Известно ли было вам, что наши тела так прекрасно поладят? Я имела об этом лишь смутное представление: не зная вас, конечно, было приятно представлять себе такую гармонию. Меня опьяняло не столько само удовольствие, сколько это скольжение, эта согласованность движений в сочетании с гипнотизирующей чувственностью, полная идиллия наших дыханий. Я, Элли, двадцатилетняя девушка с маленьким упитанным телом, стремящимся избавиться от своих детских округлостей, и вы, Месье, с вашими сорока шестью годами ласк и поцелуев, вместе, втайне ото всех, в этой гостиничной кровати, в час, когда все наши знакомые отправились на работу. Вы кончили в меня с последним криком, в то время как я крепко обхватила вас всеми своими мышцами.
— Хорошо, что я приняла меры предосторожности, — улыбнулась я потом, сидя на тебе. — Пью противозачаточные. Ты ведь даже не спросил, можно ли в меня кончать.
— Я догадывался, что ты следишь за этим, — ответил ты, ущипнув меня за сосок.
— Но откуда ты можешь знать, что я здорова? Может, я сплю со всеми без презерватива.
— Но ты же этого не делаешь, — закрыл ты эту тему.
Я была поражена. Не знала, что ответить на такую подростковую беззаботность. И решила занять ту же позицию, что и ты: наплевать на Андреа, возможные риски, твою жену. Я объяснила все тем, что ты женат и теоретически не можешь позволить себе таскать за собой заразу. Это было моей первой ошибкой.
— Приходи посмотреть, как я оперирую, — попросил ты несколько минут спустя, кусая меня за шею.

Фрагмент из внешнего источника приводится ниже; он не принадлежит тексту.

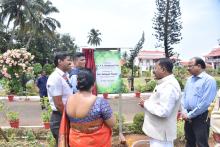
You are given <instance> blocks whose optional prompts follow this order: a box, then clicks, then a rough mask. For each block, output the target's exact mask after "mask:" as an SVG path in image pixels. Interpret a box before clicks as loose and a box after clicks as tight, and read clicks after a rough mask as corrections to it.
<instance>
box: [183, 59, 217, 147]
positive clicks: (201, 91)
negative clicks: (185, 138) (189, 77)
mask: <svg viewBox="0 0 220 147" xmlns="http://www.w3.org/2000/svg"><path fill="white" fill-rule="evenodd" d="M205 68H206V64H205V62H204V61H203V60H202V59H201V58H199V57H194V58H192V59H191V60H190V62H189V65H188V71H189V73H190V74H191V75H192V76H191V77H190V78H189V79H188V80H187V82H186V85H185V90H184V95H183V99H182V100H183V107H184V112H183V114H182V116H183V118H184V119H185V120H186V121H185V126H184V130H185V137H186V147H196V146H199V147H208V146H209V145H208V137H209V127H210V120H209V118H208V107H209V105H210V103H211V102H212V101H213V100H214V98H215V96H216V92H217V85H216V81H215V79H214V78H213V77H212V76H210V75H208V74H207V73H206V72H205Z"/></svg>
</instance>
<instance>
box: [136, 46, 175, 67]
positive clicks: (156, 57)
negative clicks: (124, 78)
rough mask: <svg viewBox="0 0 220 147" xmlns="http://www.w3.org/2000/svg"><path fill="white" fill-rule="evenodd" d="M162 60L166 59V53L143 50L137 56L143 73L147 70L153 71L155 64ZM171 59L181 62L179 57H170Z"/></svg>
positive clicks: (137, 57)
mask: <svg viewBox="0 0 220 147" xmlns="http://www.w3.org/2000/svg"><path fill="white" fill-rule="evenodd" d="M160 58H165V52H164V51H158V50H151V51H150V50H143V51H140V52H139V54H138V56H137V59H138V62H139V67H140V68H141V71H146V70H149V69H152V68H153V66H154V65H155V63H156V62H157V61H158V60H159V59H160ZM170 59H173V60H179V59H178V56H177V55H174V56H172V57H170Z"/></svg>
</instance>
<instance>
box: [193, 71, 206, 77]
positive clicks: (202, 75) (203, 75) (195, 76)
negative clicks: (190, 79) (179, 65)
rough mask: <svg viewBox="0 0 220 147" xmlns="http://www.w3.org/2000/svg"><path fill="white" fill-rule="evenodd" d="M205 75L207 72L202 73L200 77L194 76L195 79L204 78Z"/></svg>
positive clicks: (199, 75) (200, 75) (200, 73)
mask: <svg viewBox="0 0 220 147" xmlns="http://www.w3.org/2000/svg"><path fill="white" fill-rule="evenodd" d="M205 74H206V72H205V71H203V72H201V73H200V74H199V75H197V76H194V75H193V78H202V77H204V76H205Z"/></svg>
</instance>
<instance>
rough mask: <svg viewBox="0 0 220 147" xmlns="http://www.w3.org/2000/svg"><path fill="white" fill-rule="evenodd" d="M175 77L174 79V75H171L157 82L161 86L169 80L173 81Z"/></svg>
mask: <svg viewBox="0 0 220 147" xmlns="http://www.w3.org/2000/svg"><path fill="white" fill-rule="evenodd" d="M173 77H174V75H173V74H171V75H169V76H166V77H164V78H162V79H160V80H158V81H157V84H161V83H163V82H165V81H169V80H171V79H172V78H173Z"/></svg>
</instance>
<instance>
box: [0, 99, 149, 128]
mask: <svg viewBox="0 0 220 147" xmlns="http://www.w3.org/2000/svg"><path fill="white" fill-rule="evenodd" d="M145 97H146V96H145ZM108 100H109V102H110V105H111V107H112V109H113V111H114V112H117V111H118V100H119V99H114V98H111V99H108ZM3 101H4V102H5V103H6V105H7V106H8V107H9V108H10V109H11V110H15V111H18V112H19V114H20V126H42V120H41V117H40V115H41V112H42V110H41V107H40V102H39V101H21V100H20V101H19V100H18V101H13V102H8V100H3ZM137 103H138V98H136V97H134V96H132V95H130V96H123V97H122V113H123V115H124V116H125V121H126V122H131V121H132V120H133V117H134V115H135V114H136V113H138V112H142V111H143V109H142V108H141V107H140V106H138V104H137ZM0 126H1V127H2V126H3V127H5V126H9V123H8V121H7V120H6V118H5V116H4V115H3V114H2V113H1V112H0Z"/></svg>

Речь шла об огромной опасности — прийти к нему в бывшую клинику моего дяди, расположенную в уютной части квартала Марэ, где целые орды медсестер могли узнать во мне маленькую девочку в лакированных туфельках, бегавшую по коридорам во время визитов доброго доктора Кантреля. Нужно было придумать какой-нибудь доклад для факультета, чтобы оправдать свое присутствие, солгать множеству людей и бессовестно выставить напоказ — вплоть до операционного блока — сексуальное напряжение и всю безнравственность нашей истории. Играть до конца роль кокотки и ее любовника-хирурга на откровенно враждебной территории.

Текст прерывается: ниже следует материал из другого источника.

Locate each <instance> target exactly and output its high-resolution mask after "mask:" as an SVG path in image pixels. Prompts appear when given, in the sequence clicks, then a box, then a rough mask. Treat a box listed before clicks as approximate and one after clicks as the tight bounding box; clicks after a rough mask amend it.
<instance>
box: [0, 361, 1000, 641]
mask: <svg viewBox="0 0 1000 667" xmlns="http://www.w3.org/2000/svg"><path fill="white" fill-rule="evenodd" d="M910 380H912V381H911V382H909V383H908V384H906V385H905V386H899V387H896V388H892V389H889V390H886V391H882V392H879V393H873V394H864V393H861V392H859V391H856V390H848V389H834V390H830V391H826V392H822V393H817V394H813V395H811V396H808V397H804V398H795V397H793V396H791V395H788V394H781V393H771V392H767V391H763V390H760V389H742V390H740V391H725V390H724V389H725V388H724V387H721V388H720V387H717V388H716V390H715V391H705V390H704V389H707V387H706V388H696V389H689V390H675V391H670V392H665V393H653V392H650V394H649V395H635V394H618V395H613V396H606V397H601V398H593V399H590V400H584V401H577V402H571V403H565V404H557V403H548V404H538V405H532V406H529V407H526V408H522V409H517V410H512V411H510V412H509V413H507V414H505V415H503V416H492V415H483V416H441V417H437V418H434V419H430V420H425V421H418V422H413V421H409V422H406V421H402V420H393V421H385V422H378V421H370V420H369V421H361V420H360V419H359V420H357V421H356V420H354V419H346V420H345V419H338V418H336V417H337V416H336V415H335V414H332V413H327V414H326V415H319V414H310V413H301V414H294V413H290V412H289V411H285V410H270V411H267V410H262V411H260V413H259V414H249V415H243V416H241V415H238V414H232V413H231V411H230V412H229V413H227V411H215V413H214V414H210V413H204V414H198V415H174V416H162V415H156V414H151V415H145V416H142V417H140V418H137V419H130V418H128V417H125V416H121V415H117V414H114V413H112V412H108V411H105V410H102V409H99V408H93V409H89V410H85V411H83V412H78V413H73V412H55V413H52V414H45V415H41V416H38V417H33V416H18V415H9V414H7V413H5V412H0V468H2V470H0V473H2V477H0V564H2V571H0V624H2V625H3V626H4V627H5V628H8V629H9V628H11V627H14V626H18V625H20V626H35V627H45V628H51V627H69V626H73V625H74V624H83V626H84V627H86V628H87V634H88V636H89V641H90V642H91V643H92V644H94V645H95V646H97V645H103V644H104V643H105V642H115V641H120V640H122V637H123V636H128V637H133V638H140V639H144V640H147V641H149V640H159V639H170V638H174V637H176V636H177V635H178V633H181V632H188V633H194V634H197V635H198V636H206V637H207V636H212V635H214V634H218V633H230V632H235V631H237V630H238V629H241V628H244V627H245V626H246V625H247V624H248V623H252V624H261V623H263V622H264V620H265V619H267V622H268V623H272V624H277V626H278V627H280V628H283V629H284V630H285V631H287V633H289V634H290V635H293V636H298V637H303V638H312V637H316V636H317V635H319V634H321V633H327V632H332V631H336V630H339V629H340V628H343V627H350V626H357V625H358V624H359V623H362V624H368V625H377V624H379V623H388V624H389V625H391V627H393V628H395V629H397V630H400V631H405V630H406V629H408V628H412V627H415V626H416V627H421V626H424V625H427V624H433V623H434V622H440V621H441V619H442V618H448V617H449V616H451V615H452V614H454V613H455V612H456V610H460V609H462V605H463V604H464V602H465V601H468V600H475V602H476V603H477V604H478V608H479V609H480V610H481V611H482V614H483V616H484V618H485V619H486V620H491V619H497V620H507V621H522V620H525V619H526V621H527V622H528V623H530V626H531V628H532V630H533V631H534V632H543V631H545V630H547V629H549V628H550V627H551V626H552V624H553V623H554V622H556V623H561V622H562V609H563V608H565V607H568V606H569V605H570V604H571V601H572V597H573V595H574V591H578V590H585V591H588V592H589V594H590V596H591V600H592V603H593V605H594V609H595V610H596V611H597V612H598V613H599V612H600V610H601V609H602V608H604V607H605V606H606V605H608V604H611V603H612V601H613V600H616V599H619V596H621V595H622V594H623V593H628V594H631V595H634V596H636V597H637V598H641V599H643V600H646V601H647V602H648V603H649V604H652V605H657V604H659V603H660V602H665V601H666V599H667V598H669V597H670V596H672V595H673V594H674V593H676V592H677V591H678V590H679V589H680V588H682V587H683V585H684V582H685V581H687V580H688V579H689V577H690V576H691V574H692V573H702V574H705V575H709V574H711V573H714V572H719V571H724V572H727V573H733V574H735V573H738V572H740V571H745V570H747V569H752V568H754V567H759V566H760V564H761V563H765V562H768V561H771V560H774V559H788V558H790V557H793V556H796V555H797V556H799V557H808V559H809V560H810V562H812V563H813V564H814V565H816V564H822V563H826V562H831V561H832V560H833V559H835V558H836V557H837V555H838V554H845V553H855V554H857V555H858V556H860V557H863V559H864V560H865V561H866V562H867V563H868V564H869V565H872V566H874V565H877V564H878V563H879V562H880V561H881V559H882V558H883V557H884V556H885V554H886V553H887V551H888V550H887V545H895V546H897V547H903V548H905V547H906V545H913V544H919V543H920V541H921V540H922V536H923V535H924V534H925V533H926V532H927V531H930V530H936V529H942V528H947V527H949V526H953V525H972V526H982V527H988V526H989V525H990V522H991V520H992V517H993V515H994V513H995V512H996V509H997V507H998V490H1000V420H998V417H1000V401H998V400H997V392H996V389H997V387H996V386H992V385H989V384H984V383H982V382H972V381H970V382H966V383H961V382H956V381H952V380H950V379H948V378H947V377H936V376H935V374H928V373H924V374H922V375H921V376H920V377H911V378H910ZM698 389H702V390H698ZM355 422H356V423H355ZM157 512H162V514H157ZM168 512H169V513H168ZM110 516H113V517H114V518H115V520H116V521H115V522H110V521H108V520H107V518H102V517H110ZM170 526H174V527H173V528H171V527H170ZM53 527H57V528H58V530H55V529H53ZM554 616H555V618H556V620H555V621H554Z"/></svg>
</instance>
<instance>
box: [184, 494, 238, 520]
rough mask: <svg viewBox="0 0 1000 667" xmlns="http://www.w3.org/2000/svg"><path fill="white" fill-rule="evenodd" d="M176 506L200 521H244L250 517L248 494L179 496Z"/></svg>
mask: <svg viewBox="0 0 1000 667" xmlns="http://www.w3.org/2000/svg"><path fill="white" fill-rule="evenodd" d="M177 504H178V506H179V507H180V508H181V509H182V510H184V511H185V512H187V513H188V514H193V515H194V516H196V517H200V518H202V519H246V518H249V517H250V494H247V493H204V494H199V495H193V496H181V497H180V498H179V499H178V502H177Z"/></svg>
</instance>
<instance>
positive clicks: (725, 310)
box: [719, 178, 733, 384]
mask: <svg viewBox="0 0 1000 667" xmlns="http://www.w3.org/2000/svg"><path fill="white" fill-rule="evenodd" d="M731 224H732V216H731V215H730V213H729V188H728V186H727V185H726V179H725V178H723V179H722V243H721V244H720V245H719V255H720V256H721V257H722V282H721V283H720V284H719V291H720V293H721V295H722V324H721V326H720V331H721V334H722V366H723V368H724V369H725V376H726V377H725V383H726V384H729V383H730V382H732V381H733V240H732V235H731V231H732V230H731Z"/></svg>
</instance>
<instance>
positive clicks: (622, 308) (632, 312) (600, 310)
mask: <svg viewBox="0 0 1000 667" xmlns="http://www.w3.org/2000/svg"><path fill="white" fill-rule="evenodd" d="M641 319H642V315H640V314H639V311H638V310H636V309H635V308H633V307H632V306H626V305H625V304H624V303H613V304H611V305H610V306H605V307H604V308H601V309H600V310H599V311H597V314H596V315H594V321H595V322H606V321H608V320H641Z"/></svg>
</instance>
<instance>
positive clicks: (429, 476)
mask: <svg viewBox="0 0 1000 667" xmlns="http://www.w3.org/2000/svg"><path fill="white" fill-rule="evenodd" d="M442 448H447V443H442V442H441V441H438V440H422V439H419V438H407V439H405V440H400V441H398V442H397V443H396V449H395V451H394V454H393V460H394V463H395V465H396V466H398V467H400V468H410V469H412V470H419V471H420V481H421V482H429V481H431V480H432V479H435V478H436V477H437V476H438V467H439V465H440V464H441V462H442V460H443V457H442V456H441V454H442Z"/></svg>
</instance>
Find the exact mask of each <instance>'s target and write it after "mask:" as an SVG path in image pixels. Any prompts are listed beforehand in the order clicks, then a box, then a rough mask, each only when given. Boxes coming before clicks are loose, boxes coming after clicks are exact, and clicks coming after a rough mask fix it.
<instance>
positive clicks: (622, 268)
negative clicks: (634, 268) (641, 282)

— С удовольствием! — просто ответила я.
Затем ты ушел, в самый разгар увлекательной беседы, прерванной твоим проклятым телефоном. Я подскочила на кровати в груде подушек, взвизгнув и сразу став на десять лет младше:
— Нет! Побудь со мной еще немного!
Между тем мне не терпелось остаться одной, чтобы начать перебирать свои воспоминания, как драгоценный гербарий. В твоем присутствии я не могла ни о чем думать: лишь пыталась сохранить в памяти твой образ, обрывки фраз и низкий голос сластолюбца, удовлетворенного, но постоянно бодрствующего. Возможно, я уже знала, что мне будет не хватать того ощущения тяжести, которое я испытываю рядом с тобой.
— Не могу, милая. Мне нужно работать. Но поверь мне… — Я бросила на тебя недоверчивый взгляд. — …у меня нет на это ни малейшего желания.
И действительно, я услышу множество других стереотипных отговорок, подчеркивающих непрочность наших отношений, подобно скобкам, окаймляющим эту историю. Разве мы когда-нибудь жили без сценария? Вспомни, как ты убегал по лестнице, бросив на меня долгий серьезный взгляд, когда я стояла с обнаженной грудью в проеме двери, еще разгоряченная сексом. Ты словно покидал сцену. Оставшись одна в этой комнате, травмированной твоим внезапным бегством, я была похожа на актрису после спектакля — поправляла макияж, собирала вещи, чувствуя себя уставшей и счастливой. Я курила в одиночестве, сидя на кровати перед раскрытым окном, и умирала от голода. Физически ощущала себя как после первого секса, с той же неподражаемой усталостью, странным желанием наесться выпечки, чипсов, арахиса, мороженого, чтобы снова вернуться в норму.
Но, когда я вернулась домой и бросила сумки на свою кровать, у меня уже не было сил снова подняться на кухню. Забравшись под покрывало, я закрыла глаза, намереваясь немного набраться сил, чтобы пойти поставить на плиту кастрюлю, — и проснулась в пять часов в прекрасной форме. Моя сестра, увидев, как я вываливаю половину пакета «Принца» в холодное молоко (а также темные круги от макияжа и усталости у меня под глазами), нахмурила брови.
— Что-то не так? — спросила я несколько агрессивным тоном.
Она сидела рядом со мной за столом, и я явственно слышала, как ее ноздри втягивают воздух.
— Нет, все в порядке, — ответила она, не глядя на меня, и я поняла, что ей все известно.
Видишь, я ничего никому не рассказывала. Все само говорило за меня.